L'Agence européenne pour l'environnement (AEE) accuse également la pollution de l'air - causée en grande partie par la combustion du charbon - d'environ 50, 000 décès prématurés par an dans ce pays de 38 millions d'habitants.
"Le smog me garde prisonnier à l'intérieur tout l'hiver, je ne peux pas faire de sports de plein air, faire du jogging ou du vélo, et par dessus tout, Je ne peux pas promener mes enfants car le smog nuirait à leur santé, " dit Palarz.
Malgré les efforts pour passer au vert, La Pologne mise toujours sur le charbon comme principale source d'énergie pour au moins la prochaine décennie
Un jour impair, un fort vent du sud efface le smog mais de telles journées venteuses sont extrêmement rares, dit Jacek Szczepanski, chef du centre municipal de gestion de crise de Rybnik qui contrôle les niveaux de pollution 24 heures sur 24.
Chaque matin, il informe les écoles locales si la qualité de l'air est sûre pour que les enfants puissent jouer dehors.
"Aujourd'hui à 7h00, le niveau de PM10 (particules fines) était de 40 microgrammes par mètre cube et donc inférieur à la limite de 50 microgrammes par mètre cube, Alors les enfants sortent, ", a-t-il déclaré à l'AFP.
Un smiley vert affiché à l'entrée de l'école permet aux enfants de savoir que la qualité de l'air est bonne, mais un visage rouge signifie qu'ils devront rester à l'intérieur.
Les smileys orange et jaune signifient que les enfants ne doivent pas s'aventurer dehors, surtout ceux qui souffrent d'asthme.
'Éloignez-vous'
Les écoles ferment lorsque la moyenne quotidienne de particules fines de PM10 dépasse 200 microgrammes par mètre cube.
En janvier 2017, les écoles ont fermé pendant deux jours lorsque le niveau quotidien moyen de particules fines PM10 a atteint 548 microgrammes par mètre cube.
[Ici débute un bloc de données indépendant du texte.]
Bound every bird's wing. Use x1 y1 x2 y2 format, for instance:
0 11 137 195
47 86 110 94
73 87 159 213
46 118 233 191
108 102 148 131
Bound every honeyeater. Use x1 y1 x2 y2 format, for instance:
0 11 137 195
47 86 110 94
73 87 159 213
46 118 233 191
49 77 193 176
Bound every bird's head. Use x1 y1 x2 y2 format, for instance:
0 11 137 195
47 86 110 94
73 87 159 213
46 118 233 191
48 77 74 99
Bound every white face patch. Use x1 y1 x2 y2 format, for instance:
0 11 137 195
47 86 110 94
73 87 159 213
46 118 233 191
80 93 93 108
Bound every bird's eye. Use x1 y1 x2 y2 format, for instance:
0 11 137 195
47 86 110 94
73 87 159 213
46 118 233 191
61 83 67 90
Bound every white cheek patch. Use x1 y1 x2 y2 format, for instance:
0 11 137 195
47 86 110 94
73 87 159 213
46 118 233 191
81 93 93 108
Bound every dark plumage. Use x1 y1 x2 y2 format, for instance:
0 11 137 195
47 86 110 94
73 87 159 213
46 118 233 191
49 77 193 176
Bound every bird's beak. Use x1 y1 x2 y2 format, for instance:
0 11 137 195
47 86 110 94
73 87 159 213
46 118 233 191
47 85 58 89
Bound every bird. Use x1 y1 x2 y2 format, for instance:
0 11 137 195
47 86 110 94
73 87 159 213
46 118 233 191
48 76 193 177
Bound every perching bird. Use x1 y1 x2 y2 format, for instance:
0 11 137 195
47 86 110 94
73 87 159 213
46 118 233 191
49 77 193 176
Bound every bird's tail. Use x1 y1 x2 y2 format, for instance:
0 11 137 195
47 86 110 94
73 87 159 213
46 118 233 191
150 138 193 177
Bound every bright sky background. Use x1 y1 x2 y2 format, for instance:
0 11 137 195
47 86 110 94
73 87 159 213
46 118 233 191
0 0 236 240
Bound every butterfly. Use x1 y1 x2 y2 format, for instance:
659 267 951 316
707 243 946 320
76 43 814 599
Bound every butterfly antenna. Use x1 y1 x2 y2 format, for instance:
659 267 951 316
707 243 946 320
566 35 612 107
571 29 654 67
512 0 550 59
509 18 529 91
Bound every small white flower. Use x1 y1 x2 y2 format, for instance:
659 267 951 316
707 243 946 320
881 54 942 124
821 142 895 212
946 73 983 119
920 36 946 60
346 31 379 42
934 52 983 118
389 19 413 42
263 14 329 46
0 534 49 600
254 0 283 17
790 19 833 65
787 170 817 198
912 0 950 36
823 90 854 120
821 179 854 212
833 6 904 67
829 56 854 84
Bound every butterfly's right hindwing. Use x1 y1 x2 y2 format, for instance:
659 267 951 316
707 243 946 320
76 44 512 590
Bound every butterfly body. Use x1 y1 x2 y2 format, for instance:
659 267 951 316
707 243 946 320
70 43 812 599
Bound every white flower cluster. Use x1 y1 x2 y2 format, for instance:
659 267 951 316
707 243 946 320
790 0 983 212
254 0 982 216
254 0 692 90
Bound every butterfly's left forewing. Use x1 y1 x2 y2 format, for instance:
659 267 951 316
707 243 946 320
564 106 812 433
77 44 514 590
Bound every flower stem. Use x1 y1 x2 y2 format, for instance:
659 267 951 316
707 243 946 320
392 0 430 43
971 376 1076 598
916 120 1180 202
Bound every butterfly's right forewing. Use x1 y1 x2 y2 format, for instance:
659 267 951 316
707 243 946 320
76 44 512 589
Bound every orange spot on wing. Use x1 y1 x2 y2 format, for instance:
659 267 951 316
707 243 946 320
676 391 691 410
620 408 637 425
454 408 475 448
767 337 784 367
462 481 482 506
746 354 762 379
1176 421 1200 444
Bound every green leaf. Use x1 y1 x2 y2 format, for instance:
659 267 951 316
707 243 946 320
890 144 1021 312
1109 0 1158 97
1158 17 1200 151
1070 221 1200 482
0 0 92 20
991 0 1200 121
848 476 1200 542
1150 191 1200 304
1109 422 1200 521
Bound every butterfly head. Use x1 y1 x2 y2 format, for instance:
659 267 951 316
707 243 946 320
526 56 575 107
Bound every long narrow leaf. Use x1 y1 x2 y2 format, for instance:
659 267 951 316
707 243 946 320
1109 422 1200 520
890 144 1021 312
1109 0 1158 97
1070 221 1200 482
Olivier Palarz, un militant de l'ONG Smog Alarm, a déposé la première plainte légale de la Pologne contre l'État, alléguant que son droit à un environnement sain avait été violé
Avant le 20 février, Rybnik avait déjà dépassé les normes de l'UE autorisant seulement 35 jours par an de pollution au-dessus d'un seuil de 50 microgrammes par mètre cube.
Désespéré pour le changement, Palarz a déposé la première plainte légale de la Pologne contre l'État, alléguant que son droit à un environnement sain avait été violé.
Le président du tribunal a rejeté la plainte, disant que Palarz "pourrait s'éloigner" de Rybnik.
« Par cette logique, toute la ville doit bouger, " Palarz a déclaré à l'AFP. Il a fait appel.
Dans la capitale polonaise Varsovie, l'actrice Grazyna Wolszczak a suivi son exemple et a gagné son procès contre l'État pour avoir mis sa santé en danger en ne luttant pas contre la pollution, une première en Pologne.
Alors qu'à Rybnik le charbon peut être la principale source de pollution, à Varsovie et dans d'autres grandes villes, les gaz d'échappement des voitures, surtout ceux qui ont des moteurs diesel sont principalement à blâmer pour le smog.
Bien que de nombreuses villes de l'Allemagne voisine aient interdit les moteurs diesel, La Pologne a vu les importations de voitures diesel d'occasion monter en flèche ces dernières années.
L'année dernière, plus d'un million de voitures d'occasion ont été importées en Pologne, dont la moitié étaient des modèles diesel plus anciens.